There is one easy fix that always works...

Don't use a bridge... You may hurt yourself.

 
Maybe throw another can of sea foam in the gas..

You may have 15 years worth of buildup in different spots...
 
It sound like you ruled out the IAC...

Would you rule it out after those functional tests? No matter, I'm going to do the formal tests.

Maybe the MAF as mentioned earlier ???

It's brand new. With both the old and new I wiggled the connector like crazy (both old and new one) while it was running and it had no effect. It runs like total crap when unplugged, so seems to be doing something.

Don't use a bridge... You may hurt yourself.

If I can't get my P5 back I don't want to live.!
 
Would you rule it out after those functional tests? No matter, I'm going to do the formal tests.

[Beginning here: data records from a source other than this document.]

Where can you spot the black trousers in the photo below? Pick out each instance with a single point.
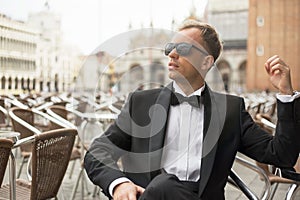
(169, 187)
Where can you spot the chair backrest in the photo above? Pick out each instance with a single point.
(59, 110)
(51, 152)
(27, 116)
(5, 149)
(2, 115)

Almost but I'm not 100℅ sure.

As far as I know, you need to to have zero throttle position and either the clutch in or be in neutral to have the ECU give control to the IAC.



Another thing that comes to mind is slightly fouled or sticky injectors so that's why I suggested more seafoam.

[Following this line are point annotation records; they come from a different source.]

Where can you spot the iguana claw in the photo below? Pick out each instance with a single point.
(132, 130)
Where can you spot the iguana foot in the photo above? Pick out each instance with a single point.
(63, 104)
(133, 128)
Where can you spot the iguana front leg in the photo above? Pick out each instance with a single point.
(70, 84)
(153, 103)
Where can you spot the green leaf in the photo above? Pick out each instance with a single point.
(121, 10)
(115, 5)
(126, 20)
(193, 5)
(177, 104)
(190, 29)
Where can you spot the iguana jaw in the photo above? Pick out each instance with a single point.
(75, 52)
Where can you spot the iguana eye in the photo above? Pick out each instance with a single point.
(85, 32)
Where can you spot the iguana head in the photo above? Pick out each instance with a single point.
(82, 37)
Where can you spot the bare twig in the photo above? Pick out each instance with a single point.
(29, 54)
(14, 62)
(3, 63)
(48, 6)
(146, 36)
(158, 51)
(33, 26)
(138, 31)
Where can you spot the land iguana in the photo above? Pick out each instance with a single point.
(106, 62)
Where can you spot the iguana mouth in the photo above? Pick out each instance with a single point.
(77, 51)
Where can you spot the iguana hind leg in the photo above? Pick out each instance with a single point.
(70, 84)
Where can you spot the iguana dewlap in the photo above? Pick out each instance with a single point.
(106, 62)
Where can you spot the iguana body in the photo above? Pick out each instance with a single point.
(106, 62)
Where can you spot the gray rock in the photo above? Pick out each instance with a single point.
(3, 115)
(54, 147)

Putting it in the gas runs it through the injectors.


Here's the big list in case there's something you haven't considered...

 
You've been holding out on me! Just kidding. Just measured IAC resistance. 9.8, supposed to be 7.2 - 9.2, so just outside. Regarding my IAC functional tests, if it were giving no feedback to the ECU, the ECU might not tell it to operate. My tests wouldn't catch this "zero operation" condition. OTOH, the IAC is supposed to energize when the a/c operates to maintain idle, and that indeed happens, grrrr. Still, being out of spec and having a notorious reputation, I think replacement is in order. Big price range on that thing: $20-$300! I'm gonna order one and push some Seafoam thru in the meantime.
 
I remember one guy bought an aftermarket IAC and it was crap.... Something about the hole inside being a different size.

He replaced it with an OEM version and all was well.
 
We have three IAC related codes for our car.










What's bugging me is that when you try to idle the engine with the throttle it still bumps... Unless the ECU is doing something to try to control rpms some other way ???